Sunday, April 30, 2006

I See Dead People

I was at Dismas this past Friday and got to chat with a bunch of really cool people. One conversation in particular seemed to stick with me the entire night. A little back story.

This past Monday, Tuesday and Wednesday, I was able to go to Montreal with 17 other people from Tyndale. It was a sweet road trip, albeit a bit short, but very entertaining and fun none the less. While we were there, we went to Mount Real and checked out a view of the city. As we were driving, we passed by this huge cemetery that seemed to go on as far as the eye could see. We were all 'ooh'-ing and 'aah'-ing at the dead people and making comments about some of the fancier headstones and mausoleums.

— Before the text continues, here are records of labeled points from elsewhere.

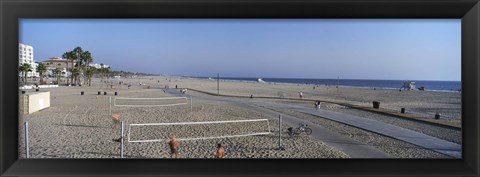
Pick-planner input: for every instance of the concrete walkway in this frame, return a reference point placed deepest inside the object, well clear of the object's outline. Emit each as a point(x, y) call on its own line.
point(410, 136)
point(352, 148)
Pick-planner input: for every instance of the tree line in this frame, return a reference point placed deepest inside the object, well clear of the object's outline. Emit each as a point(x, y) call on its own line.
point(78, 65)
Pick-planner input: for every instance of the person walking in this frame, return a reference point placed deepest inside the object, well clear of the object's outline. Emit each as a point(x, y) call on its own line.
point(220, 151)
point(173, 147)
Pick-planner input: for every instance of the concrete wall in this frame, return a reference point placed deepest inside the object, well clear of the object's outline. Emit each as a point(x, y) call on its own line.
point(33, 102)
point(39, 86)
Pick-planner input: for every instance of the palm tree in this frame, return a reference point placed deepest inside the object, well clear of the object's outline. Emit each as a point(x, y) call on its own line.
point(87, 58)
point(57, 72)
point(41, 69)
point(70, 57)
point(107, 71)
point(25, 68)
point(101, 70)
point(78, 52)
point(75, 73)
point(89, 73)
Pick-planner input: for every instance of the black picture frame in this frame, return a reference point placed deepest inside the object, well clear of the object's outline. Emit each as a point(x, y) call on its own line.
point(466, 10)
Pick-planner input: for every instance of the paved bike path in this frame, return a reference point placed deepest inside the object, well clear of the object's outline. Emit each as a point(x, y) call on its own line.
point(352, 148)
point(410, 136)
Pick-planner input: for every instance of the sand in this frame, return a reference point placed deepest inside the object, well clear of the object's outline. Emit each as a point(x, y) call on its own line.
point(80, 126)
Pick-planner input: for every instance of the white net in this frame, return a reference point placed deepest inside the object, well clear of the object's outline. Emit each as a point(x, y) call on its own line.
point(148, 102)
point(184, 131)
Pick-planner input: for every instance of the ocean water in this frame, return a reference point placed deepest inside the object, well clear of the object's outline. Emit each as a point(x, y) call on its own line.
point(384, 84)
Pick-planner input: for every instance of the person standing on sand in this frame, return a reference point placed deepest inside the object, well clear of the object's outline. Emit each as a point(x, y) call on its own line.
point(220, 151)
point(173, 147)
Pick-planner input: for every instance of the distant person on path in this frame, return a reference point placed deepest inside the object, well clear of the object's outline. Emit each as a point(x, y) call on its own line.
point(116, 120)
point(220, 151)
point(173, 147)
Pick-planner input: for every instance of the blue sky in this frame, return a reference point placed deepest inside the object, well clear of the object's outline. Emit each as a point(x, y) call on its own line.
point(322, 48)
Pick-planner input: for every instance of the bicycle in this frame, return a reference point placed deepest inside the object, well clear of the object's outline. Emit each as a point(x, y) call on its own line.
point(302, 128)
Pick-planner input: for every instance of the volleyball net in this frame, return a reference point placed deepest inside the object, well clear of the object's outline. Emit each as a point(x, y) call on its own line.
point(146, 102)
point(185, 131)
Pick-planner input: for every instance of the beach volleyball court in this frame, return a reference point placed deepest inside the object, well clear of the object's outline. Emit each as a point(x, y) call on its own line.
point(184, 131)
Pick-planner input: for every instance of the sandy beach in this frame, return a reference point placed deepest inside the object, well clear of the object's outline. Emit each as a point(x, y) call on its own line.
point(80, 126)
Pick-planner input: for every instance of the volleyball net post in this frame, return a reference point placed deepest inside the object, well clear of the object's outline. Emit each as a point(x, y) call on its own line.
point(262, 130)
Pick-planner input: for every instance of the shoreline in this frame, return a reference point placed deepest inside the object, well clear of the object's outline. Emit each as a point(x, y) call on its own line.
point(311, 84)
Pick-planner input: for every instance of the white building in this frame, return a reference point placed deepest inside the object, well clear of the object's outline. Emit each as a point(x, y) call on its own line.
point(25, 55)
point(60, 63)
point(98, 66)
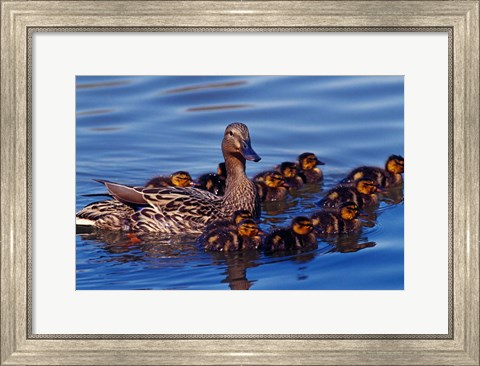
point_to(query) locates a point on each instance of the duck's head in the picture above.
(288, 169)
(302, 225)
(241, 215)
(236, 141)
(222, 170)
(349, 211)
(248, 227)
(274, 179)
(366, 186)
(394, 164)
(308, 161)
(181, 179)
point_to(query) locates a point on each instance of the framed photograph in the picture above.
(115, 119)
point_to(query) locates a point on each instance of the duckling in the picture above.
(298, 236)
(213, 182)
(388, 177)
(362, 193)
(178, 210)
(271, 186)
(177, 179)
(245, 236)
(289, 172)
(343, 221)
(308, 171)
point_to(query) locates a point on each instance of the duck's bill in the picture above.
(249, 154)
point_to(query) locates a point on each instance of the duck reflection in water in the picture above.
(236, 265)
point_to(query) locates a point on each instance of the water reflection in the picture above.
(103, 84)
(191, 88)
(219, 107)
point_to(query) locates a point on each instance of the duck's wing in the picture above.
(110, 214)
(171, 210)
(178, 210)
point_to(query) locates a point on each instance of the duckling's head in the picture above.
(288, 169)
(222, 170)
(236, 141)
(248, 227)
(274, 179)
(394, 164)
(366, 186)
(349, 211)
(308, 161)
(302, 225)
(240, 215)
(181, 179)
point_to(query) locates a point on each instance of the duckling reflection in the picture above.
(308, 170)
(342, 221)
(393, 195)
(231, 224)
(237, 264)
(349, 243)
(298, 236)
(176, 179)
(389, 177)
(246, 236)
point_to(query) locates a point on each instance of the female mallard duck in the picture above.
(307, 164)
(175, 210)
(245, 236)
(343, 221)
(271, 186)
(289, 172)
(388, 177)
(177, 179)
(362, 193)
(298, 236)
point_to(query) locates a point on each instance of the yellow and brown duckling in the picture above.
(245, 236)
(388, 177)
(362, 193)
(298, 236)
(177, 179)
(271, 186)
(213, 182)
(290, 174)
(308, 170)
(343, 221)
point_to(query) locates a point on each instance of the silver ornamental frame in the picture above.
(21, 19)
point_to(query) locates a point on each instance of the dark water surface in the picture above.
(130, 129)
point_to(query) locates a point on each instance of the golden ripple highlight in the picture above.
(219, 107)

Now, fast forward to Friday's Dismas. Choo Yee was telling someone about our trip to Montreal and happened to mention the cemetery and all the headstones we saw. This person she was talking to, Don, then said something that has since seemed to take on a life of it's own. He said 'all the headstones don't really interest me. What really fascinates me are the stories each of these headstones have to tell.' As I began to thing about that comment, something seemed to click inside my head. So often when I've driven by or walked through cemeteries, I find myself attracted to the more lavish headstones, rather than the simple ones. I'm not really interested in who's buried there, but more interested in how they look. As I thought about this, I realized that in a really twisted way, I find myself taking the same mindset when I interact with people. So often when I pass by people, I focus on their external appearance and not much else, but totally ignore the fact that each person has a story of importance. I tend to objectify people, whether I know them or not, and treat them as things I can use to bring satisfation unto myself.

In other words, these people I come across are no longer living beings to me, but dead people who I hope to use for my own gain.

As I find myself marinating in this idea, I'm left in a state of disgust and humility. Who am I to say that I am more important than the next person and allow myself to take seat at the head of the table?

Today, I vow to begin the journey of seeing people as they are, and not as who I want them to be. No more moving headstones. No more living cemetaries. I no longer want to see dead people walking, but God's creation whispering His amazing graces for all the world to experience.